Part 2: Love Hurts, Love Heals
Quite an interesting patient I had at the Rehab Med OPD the other day. R*, an elderly man in his late 60s, comes in with the chief complaint of low back pain, more so near the hip area, with pins-and-needles sensation and occasional numbness radiating down his right leg. History and physical examinations, including a positive straight-leg-raise test, points to lumbar radiculopathy, and by the looks of the MRI results he’s got, it looks like it’s due to spinal stenosis. He’s gone through several pain medications and initial physical therapy sessions, all to mere partial relief of his symptoms.
“Kahit anong gawin ko, masakit pa rin talaga, doktora…” With his persistent pain, R is doubtful of another round of physical therapy. After undergoing 2 sessions, he doesn’t think it’s doing much for the pain. I reassure him and try to explain that therapy doesn’t work instantaneously. It requires patience and diligence, and results will only manifest if you are continuously compliant with your program. It will take time.
“Kung magpa-opera na lang po kaya ako?” R asks, wondering if surgery will be a better option. I explain to the patient that with his work-up findings, surgery is an option, but he’ll have to follow-up with the Ortho Spine clinic to better understand his treatment choices. I then remind him that surgery, of course, has its risks.
R, however, doesn’t seem that bothered. “Ayos lang po sa akin ‘yun. Eh, kung mawawala ba ang sakit eh! Ang hirap-hirap na po kasi, doktora. Matindi na po ang sitwasyon ko sa bahay dahil sa sakit kong ‘to. Nag-aaway na po kami ng asawa ko.”
“Kaya hindi po ako naniniwala sa pagmamahal eh. Hindi talaga nagtatagal.”
Talk about #walangforever! I was really taken aback by my patient’s statement. Then again, I, of all people, understand what he means. I know just how much pain changes people and the people around that person in pain. It is during those hard moments, the moments when your real self gets buried underneath your sickness, that the support of your loved ones matter the most. Because their support is a treatment all on their own. Their support paves the way towards true recovery, towards returning to your self and, perhaps, even discovering a whole new you and a whole new them.

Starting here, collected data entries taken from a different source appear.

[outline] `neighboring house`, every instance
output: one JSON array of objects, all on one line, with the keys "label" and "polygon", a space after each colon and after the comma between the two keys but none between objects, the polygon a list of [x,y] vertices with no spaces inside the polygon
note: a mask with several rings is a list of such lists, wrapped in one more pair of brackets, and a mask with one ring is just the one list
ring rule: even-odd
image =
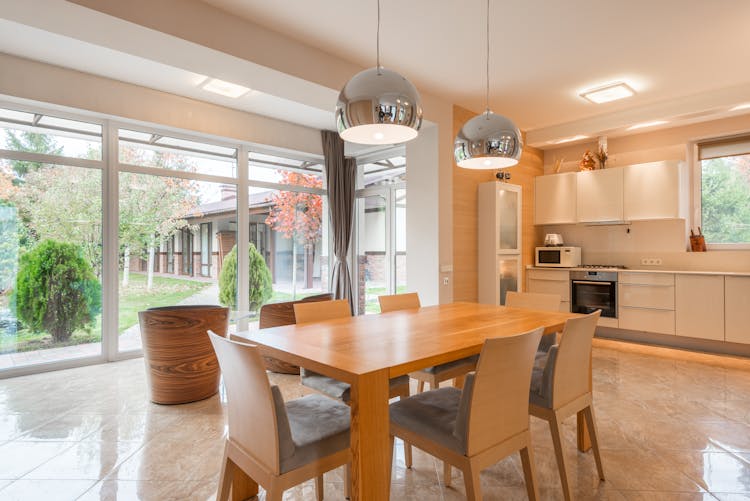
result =
[{"label": "neighboring house", "polygon": [[[297,244],[295,252],[291,239],[266,224],[272,205],[272,193],[273,190],[267,190],[249,195],[250,242],[265,259],[274,284],[291,286],[292,256],[296,253],[297,287],[320,288],[322,281],[327,281],[325,277],[328,273],[328,258],[321,255],[321,243],[318,242],[312,252],[307,254]],[[186,219],[191,229],[178,231],[162,242],[158,259],[154,262],[154,271],[218,280],[224,258],[236,244],[235,187],[222,185],[219,201],[199,205]],[[146,271],[147,266],[146,260],[140,256],[132,258],[132,270]],[[321,276],[324,277],[323,280]]]}]

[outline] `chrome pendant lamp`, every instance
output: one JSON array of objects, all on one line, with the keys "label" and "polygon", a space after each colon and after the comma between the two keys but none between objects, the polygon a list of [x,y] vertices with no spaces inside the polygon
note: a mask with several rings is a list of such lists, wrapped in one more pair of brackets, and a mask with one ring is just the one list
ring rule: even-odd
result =
[{"label": "chrome pendant lamp", "polygon": [[341,138],[352,143],[405,143],[417,137],[422,126],[422,104],[411,82],[380,66],[380,0],[376,64],[354,75],[341,89],[336,127]]},{"label": "chrome pendant lamp", "polygon": [[465,169],[502,169],[516,165],[523,151],[521,131],[509,118],[490,111],[490,0],[487,0],[486,109],[458,132],[454,156]]}]

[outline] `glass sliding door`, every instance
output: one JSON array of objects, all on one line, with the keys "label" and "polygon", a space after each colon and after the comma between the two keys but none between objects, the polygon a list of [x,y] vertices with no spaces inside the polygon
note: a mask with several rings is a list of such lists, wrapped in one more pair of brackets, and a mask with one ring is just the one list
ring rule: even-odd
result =
[{"label": "glass sliding door", "polygon": [[0,108],[0,371],[102,357],[101,138]]},{"label": "glass sliding door", "polygon": [[[237,309],[238,201],[235,180],[201,180],[211,168],[235,172],[227,149],[119,133],[117,325],[119,351],[128,352],[141,348],[139,311],[191,304]],[[147,265],[138,267],[140,261]]]}]

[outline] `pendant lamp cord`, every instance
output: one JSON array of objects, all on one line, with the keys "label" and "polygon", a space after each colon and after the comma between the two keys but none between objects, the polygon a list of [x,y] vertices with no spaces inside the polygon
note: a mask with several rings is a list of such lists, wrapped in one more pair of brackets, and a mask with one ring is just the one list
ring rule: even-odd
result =
[{"label": "pendant lamp cord", "polygon": [[[380,0],[378,0],[380,1]],[[487,88],[485,93],[485,113],[487,119],[490,118],[490,0],[487,0],[487,66],[485,68],[485,75],[487,76]]]},{"label": "pendant lamp cord", "polygon": [[378,0],[378,35],[377,35],[377,68],[378,68],[378,75],[380,75],[380,0]]}]

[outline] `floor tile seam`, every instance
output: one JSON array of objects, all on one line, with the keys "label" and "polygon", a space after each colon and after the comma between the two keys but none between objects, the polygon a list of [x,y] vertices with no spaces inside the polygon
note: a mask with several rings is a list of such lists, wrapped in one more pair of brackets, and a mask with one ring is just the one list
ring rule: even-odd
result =
[{"label": "floor tile seam", "polygon": [[[102,442],[104,442],[104,441],[102,441]],[[109,474],[110,474],[110,473],[112,473],[112,472],[113,472],[113,471],[115,471],[115,470],[116,470],[117,468],[119,468],[119,466],[120,466],[120,465],[121,465],[122,463],[124,463],[125,461],[127,461],[128,459],[130,459],[131,457],[133,457],[133,456],[134,456],[134,455],[135,455],[135,454],[136,454],[136,453],[137,453],[138,451],[140,451],[142,447],[143,447],[143,445],[141,445],[140,447],[136,447],[136,448],[135,448],[135,449],[133,450],[133,452],[132,452],[132,453],[130,453],[130,454],[128,454],[128,455],[127,455],[127,457],[124,457],[124,458],[123,458],[123,459],[122,459],[121,461],[119,461],[119,462],[115,463],[114,465],[112,465],[112,467],[111,467],[111,468],[109,469],[109,471],[108,471],[108,472],[107,472],[106,474],[104,474],[103,476],[99,476],[99,477],[98,477],[98,478],[96,478],[95,480],[96,480],[97,482],[98,482],[98,481],[102,481],[102,480],[104,480],[104,479],[105,479],[105,478],[106,478],[107,476],[109,476]],[[65,449],[65,451],[64,451],[64,452],[67,452],[67,451],[69,451],[69,450],[71,450],[71,449],[72,449],[72,447],[69,447],[68,449]],[[61,454],[62,454],[62,453],[61,453]],[[50,458],[50,460],[49,460],[49,461],[51,461],[52,459],[55,459],[56,457],[57,457],[57,456],[55,456],[55,457],[53,457],[53,458]],[[48,462],[48,461],[46,461],[45,463],[47,463],[47,462]],[[43,463],[43,464],[45,464],[45,463]],[[24,477],[26,477],[27,475],[30,475],[31,473],[33,473],[34,471],[36,471],[36,470],[37,470],[38,468],[41,468],[41,467],[43,466],[43,464],[41,464],[41,465],[37,466],[36,468],[34,468],[33,470],[31,470],[31,471],[29,471],[29,472],[25,473],[25,474],[24,474],[24,476],[23,476],[23,477],[21,477],[21,478],[24,478]],[[28,480],[67,480],[67,478],[65,478],[65,479],[32,479],[32,478],[29,478]],[[88,479],[88,478],[84,478],[84,479],[78,479],[78,480],[90,480],[90,479]]]},{"label": "floor tile seam", "polygon": [[[55,415],[51,416],[51,417],[50,417],[50,418],[49,418],[48,420],[46,420],[46,421],[43,421],[42,423],[40,423],[40,424],[39,424],[38,426],[34,426],[33,428],[30,428],[30,429],[26,430],[25,432],[21,433],[20,435],[17,435],[17,436],[15,436],[15,437],[13,437],[12,439],[10,439],[10,440],[9,440],[9,442],[12,442],[12,441],[14,441],[14,440],[17,440],[17,439],[19,439],[19,438],[22,438],[22,437],[24,437],[25,435],[27,435],[27,434],[31,433],[32,431],[38,430],[38,429],[39,429],[39,428],[41,428],[42,426],[46,426],[46,425],[48,425],[48,424],[49,424],[49,423],[51,423],[52,421],[55,421],[55,420],[57,420],[57,419],[60,419],[61,417],[67,416],[67,415],[68,415],[68,413],[69,413],[69,412],[64,412],[63,414],[55,414]],[[35,413],[35,412],[31,412],[31,411],[27,411],[27,412],[21,412],[21,413],[19,413],[19,414],[37,414],[37,413]]]},{"label": "floor tile seam", "polygon": [[[33,471],[35,471],[35,470],[36,470],[36,469],[38,469],[38,468],[41,468],[42,466],[44,466],[45,464],[49,463],[50,461],[52,461],[52,460],[53,460],[53,459],[55,459],[56,457],[58,457],[58,456],[60,456],[60,455],[62,455],[62,454],[64,454],[64,453],[66,453],[67,451],[69,451],[70,449],[72,449],[72,448],[73,448],[73,447],[75,446],[75,444],[76,444],[76,443],[78,443],[78,442],[64,442],[64,441],[39,441],[39,442],[34,442],[34,443],[42,443],[42,444],[49,444],[49,443],[66,443],[66,444],[70,444],[70,445],[69,445],[68,447],[64,447],[64,448],[63,448],[63,449],[61,449],[61,450],[60,450],[60,451],[59,451],[59,452],[58,452],[57,454],[54,454],[54,455],[52,455],[51,457],[47,458],[47,459],[46,459],[45,461],[42,461],[42,462],[41,462],[41,463],[39,463],[38,465],[34,466],[34,467],[33,467],[32,469],[30,469],[30,470],[26,471],[26,472],[25,472],[25,473],[24,473],[23,475],[20,475],[20,476],[16,477],[16,480],[21,480],[21,479],[22,479],[23,477],[25,477],[25,476],[26,476],[26,475],[28,475],[29,473],[31,473],[31,472],[33,472]],[[27,479],[27,480],[30,480],[30,479]]]}]

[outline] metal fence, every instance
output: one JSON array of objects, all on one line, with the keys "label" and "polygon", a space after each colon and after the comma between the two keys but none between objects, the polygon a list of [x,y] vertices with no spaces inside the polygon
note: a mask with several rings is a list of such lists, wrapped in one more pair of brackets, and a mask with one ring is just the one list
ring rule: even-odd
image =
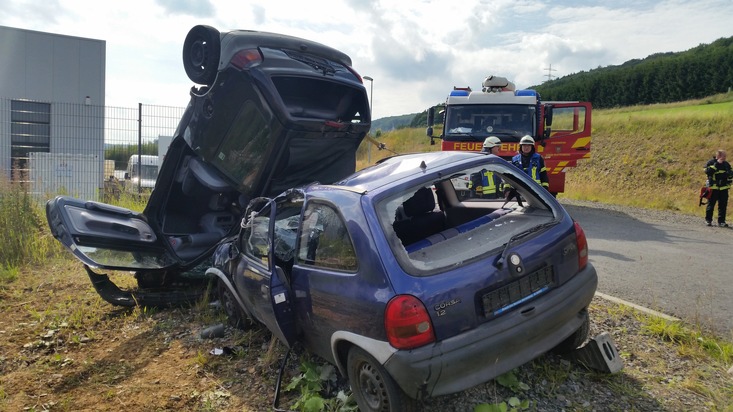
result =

The heart takes some sort of a beating as you deal with all the stresses of sickness, especially if that sickness involves a certain degree of pain. The heart would benefit from a rehabilitation program of its own, probably focusing on lots of exercises on understanding and forgiveness, and just like any therapy, you’d need a lot of patience and diligence. Results will only manifest if you are continuously compliant with your program. And of course, it will take time.
In the meantime, we must appreciate and take comfort in our sources of support. They serve as our walkers, our wheelchairs, our handlebars, as we regain the ability to stand on our own again, completely recovered from the pains of disease.